It amazes me that, though historical records of eating disorders date back centuries, just how very little these disorders are understood, even today.
Take, for instance, a “conversation” I engaged in this week – and I use the term conversation lightly, because it was really more of a haranguing, self-absorbed monologue on the other’s behalf. The blogger, who coincidentally happens to describe themself as a fat acceptance activist, dismisses scores of women with eating disorders as simple cases of thin-envy.
Apparently, the notion of “acceptance” isn’t all-inclusive for some.
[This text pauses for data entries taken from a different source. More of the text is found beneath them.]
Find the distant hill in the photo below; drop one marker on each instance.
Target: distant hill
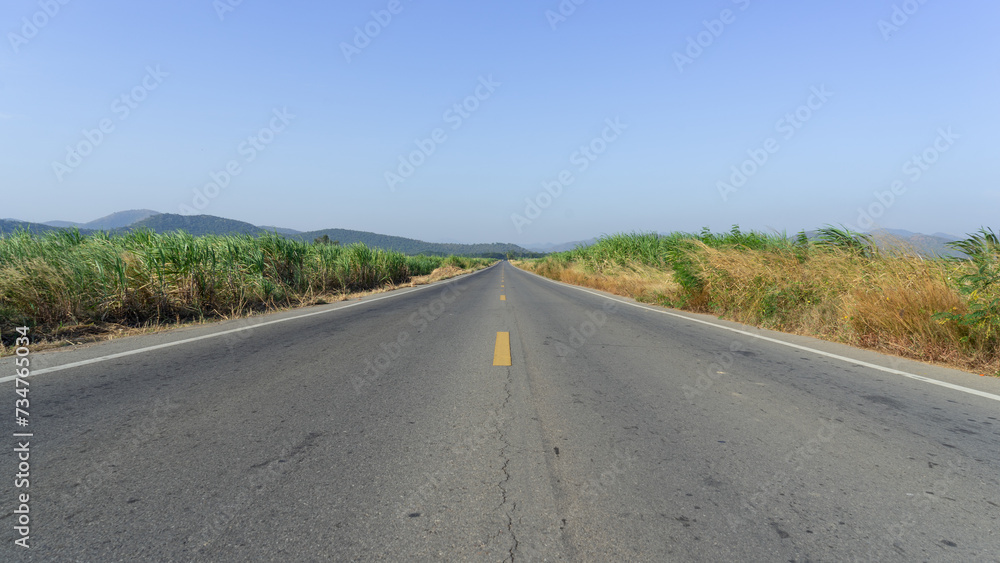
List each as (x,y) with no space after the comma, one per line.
(11,226)
(197,225)
(280,230)
(926,245)
(413,246)
(120,219)
(200,225)
(559,247)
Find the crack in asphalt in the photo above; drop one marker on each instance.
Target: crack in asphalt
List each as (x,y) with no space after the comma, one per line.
(503,468)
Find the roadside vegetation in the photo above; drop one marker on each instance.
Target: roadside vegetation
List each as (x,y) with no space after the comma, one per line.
(837,285)
(64,284)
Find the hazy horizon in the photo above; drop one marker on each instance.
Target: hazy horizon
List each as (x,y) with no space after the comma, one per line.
(436,122)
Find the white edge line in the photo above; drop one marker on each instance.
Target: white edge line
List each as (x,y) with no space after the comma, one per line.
(783,343)
(217,334)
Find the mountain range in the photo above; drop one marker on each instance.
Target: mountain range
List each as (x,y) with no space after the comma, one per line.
(198,225)
(124,221)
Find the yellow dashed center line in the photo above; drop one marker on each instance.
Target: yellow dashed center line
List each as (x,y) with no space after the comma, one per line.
(501,352)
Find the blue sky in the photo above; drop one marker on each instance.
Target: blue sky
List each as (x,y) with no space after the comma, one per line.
(313,132)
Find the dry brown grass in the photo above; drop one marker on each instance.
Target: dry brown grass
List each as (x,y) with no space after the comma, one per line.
(886,304)
(88,333)
(634,280)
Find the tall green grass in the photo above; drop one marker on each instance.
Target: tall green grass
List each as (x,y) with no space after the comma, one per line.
(65,278)
(837,284)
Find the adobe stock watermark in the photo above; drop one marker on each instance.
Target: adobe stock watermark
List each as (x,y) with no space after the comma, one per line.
(900,16)
(121,108)
(363,35)
(913,169)
(696,44)
(788,126)
(33,25)
(563,11)
(582,158)
(455,116)
(248,149)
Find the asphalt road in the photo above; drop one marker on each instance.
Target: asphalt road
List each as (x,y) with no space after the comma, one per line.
(381,429)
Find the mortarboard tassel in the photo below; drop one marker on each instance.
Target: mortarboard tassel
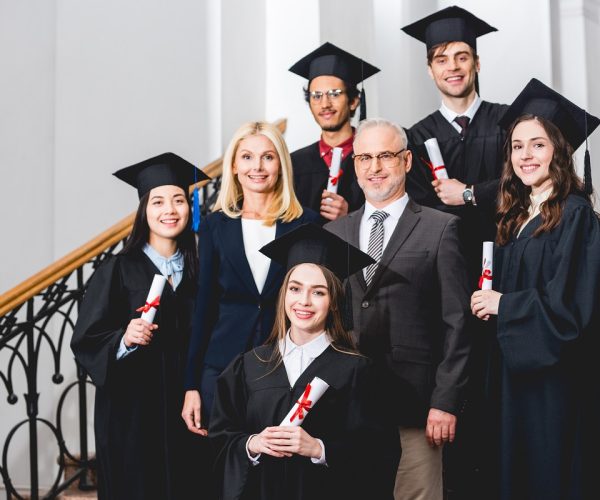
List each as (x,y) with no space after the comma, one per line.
(195,205)
(587,167)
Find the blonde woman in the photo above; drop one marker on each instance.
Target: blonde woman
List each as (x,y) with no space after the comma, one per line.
(238,286)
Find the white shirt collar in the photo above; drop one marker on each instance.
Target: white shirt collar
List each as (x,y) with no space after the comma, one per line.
(470,112)
(312,349)
(395,209)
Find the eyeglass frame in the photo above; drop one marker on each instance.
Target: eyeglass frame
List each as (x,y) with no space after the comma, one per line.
(377,156)
(332,94)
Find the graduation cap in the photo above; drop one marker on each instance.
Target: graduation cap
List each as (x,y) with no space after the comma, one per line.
(575,123)
(161,170)
(451,24)
(329,60)
(311,244)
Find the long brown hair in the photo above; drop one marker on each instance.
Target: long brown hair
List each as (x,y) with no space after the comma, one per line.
(341,340)
(513,198)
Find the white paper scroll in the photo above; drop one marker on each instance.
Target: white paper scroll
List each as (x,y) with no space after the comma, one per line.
(437,166)
(334,170)
(309,398)
(487,266)
(148,310)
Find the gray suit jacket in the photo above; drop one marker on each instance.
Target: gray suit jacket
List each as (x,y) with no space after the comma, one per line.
(411,318)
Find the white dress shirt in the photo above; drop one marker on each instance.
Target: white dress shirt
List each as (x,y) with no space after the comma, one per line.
(534,207)
(296,358)
(395,209)
(256,235)
(451,115)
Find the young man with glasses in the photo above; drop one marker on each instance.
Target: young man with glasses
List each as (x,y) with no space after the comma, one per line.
(333,97)
(410,308)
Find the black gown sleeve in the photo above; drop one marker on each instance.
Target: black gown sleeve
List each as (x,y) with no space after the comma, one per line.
(226,432)
(536,325)
(102,321)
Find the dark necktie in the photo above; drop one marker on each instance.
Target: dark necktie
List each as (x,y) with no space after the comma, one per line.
(375,248)
(463,121)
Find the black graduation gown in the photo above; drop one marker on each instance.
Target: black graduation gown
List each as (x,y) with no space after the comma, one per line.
(311,175)
(361,453)
(543,374)
(476,160)
(142,445)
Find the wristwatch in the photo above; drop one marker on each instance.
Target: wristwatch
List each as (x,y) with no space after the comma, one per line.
(468,196)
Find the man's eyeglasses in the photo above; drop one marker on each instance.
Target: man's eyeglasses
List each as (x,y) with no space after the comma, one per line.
(332,94)
(387,159)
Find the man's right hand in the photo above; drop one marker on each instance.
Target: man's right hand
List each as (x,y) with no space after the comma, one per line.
(191,413)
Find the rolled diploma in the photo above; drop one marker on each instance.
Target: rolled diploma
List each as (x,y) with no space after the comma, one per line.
(158,285)
(307,401)
(334,170)
(435,157)
(487,265)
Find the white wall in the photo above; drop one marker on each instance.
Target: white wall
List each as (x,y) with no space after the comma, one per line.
(88,87)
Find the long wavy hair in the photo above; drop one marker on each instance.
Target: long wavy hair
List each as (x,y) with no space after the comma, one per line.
(513,198)
(285,205)
(186,241)
(341,340)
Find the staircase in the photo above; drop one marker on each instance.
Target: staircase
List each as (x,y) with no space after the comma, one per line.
(36,320)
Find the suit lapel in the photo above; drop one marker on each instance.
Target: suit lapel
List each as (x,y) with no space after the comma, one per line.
(233,247)
(408,220)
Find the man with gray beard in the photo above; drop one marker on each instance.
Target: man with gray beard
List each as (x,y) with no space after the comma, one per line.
(409,308)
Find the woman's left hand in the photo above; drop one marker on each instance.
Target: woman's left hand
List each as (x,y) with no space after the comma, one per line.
(484,303)
(292,440)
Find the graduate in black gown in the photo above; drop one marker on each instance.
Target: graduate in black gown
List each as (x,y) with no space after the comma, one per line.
(143,449)
(543,382)
(342,448)
(332,94)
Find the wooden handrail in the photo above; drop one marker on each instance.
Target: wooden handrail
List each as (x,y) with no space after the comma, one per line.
(75,259)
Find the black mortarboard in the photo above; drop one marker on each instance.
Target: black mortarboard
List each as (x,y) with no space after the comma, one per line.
(329,60)
(310,243)
(164,169)
(451,24)
(575,123)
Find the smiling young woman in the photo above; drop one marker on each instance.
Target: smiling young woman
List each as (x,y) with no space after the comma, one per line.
(542,387)
(143,449)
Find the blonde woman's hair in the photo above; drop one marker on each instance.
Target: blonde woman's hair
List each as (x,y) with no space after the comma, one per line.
(285,205)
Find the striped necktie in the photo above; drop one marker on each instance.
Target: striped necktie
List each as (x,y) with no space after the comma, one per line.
(375,248)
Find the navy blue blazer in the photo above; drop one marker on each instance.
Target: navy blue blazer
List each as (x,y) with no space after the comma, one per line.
(230,316)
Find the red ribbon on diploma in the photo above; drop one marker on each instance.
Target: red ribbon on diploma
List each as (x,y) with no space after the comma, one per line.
(485,275)
(149,305)
(432,168)
(304,404)
(336,178)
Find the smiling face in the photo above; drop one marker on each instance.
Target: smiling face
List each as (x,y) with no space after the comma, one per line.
(453,68)
(256,164)
(307,300)
(381,182)
(531,155)
(167,212)
(332,114)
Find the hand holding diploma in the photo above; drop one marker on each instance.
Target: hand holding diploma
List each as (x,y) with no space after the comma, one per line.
(486,301)
(139,330)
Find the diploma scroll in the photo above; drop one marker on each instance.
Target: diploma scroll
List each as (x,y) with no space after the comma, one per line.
(436,162)
(148,310)
(487,266)
(309,398)
(334,170)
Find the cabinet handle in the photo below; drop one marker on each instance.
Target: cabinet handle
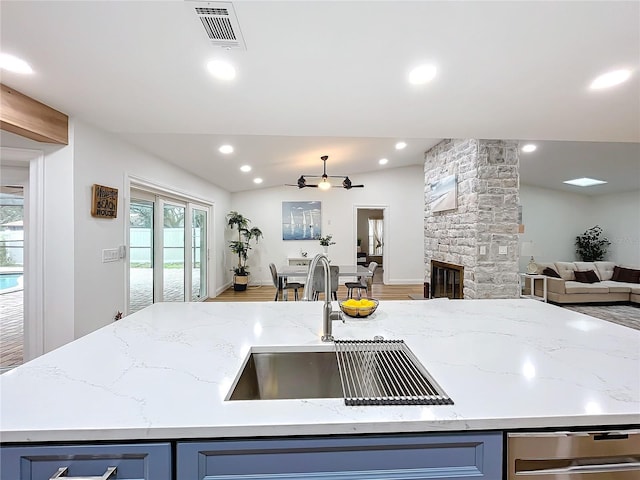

As a practicing Buddhist, I believe that the way to attract positive vibrations and experiences to oneself is to surround oneself with people who are themselves filled with positive energy. There’s a saying in the bible I like: “He that hangs with fools shall be destroyed. He that hangs with wise men shall be made wise.” I will use gender-neutral pronouns henceforth, because while I have no particular wish to either draw negative attention to this blogger or engage said blogger in additional debate, I do want to address the fallacy of the blogger’s claim.
The blogger denies the very real experiences of many women with eating disorders, with the claim that many of these women are simply “clinging” to an eating disorder in hopes that “recovery” will make them magically thin.
For one who makes it a point of their activist platform that fatness is not a character flaw, it seems hypocritical to then accuse women with binging disorders of using their disorder disingenuously to conceal their so-called true weight-loss intentions.
I view it much in the same vein as accusing someone, who insists they eat a balanced diet, of secretly overeating and/or eating “bad” foods simply because they are overweight.
Because the very DSM-IV criteria for anorexia is a “refusal” (or inability, as I prefer) to maintain at a minimum body weight, it must follow that the disorders women allegedly beguile themselves with include bulimia and binge eating or collectively, binging disorders. (Note: all of these disorders can exist independently of obesity).
All of the leading professional organizations devoted to the study and treatment of eating disorders – ANRED, NEDA, ANAD, and the AED to name a few – acknowledge the often extreme shame and guilt characterizing these disorders. It’s been well documented that many patients with these disorders report that they will often binge in private, away from prying eyes, due to the extreme shame they feel over their uncontrollable urges.
In fact, the DSM-IV diagnosis for binge eating, which has received wide empirical support as a distinct eating disorders category, requires a marked distress about the binge eating.
Ellen Shuman is the director of A Weigh Out Life Coaching programs and the Acoria Eating Disorder Treatment, and also co-chairs the International Academy for Eating Disorders special interest group on “Health at Every Size (HAES).”
Shuman’s facility adopts the HAES approach in dealing with patients with binging disorders, NOT a continued cycle of dieting and starving as assumed by the blogger referenced above. As a former patient of the Acoria Center, I can attest this to be true.
As a recovering binge eater herself, Shuman is well aware of the shame associated with the disorder. She writes:
We feel out of control with food. We try to keep what we’re doing a secret. (Not easy as my weight soared to 289 pounds.) We eat in bathrooms and we thank God for the relative anonymity of drive-throughs. We know all the most isolated parking spots in the tri-state. That’s where we do much of our eating because we wouldn’t dare do it where anyone might spot us. We hold our breath and pray for the strength to pass a UDF without going inside. When we’re not feeling numb from the effects of our latest binge, we feel shame.
You can read Shuman’s experiences with binge eating disorder and the resultant shame and guilt it instills in an article previously featured in Cincinnati Magazine.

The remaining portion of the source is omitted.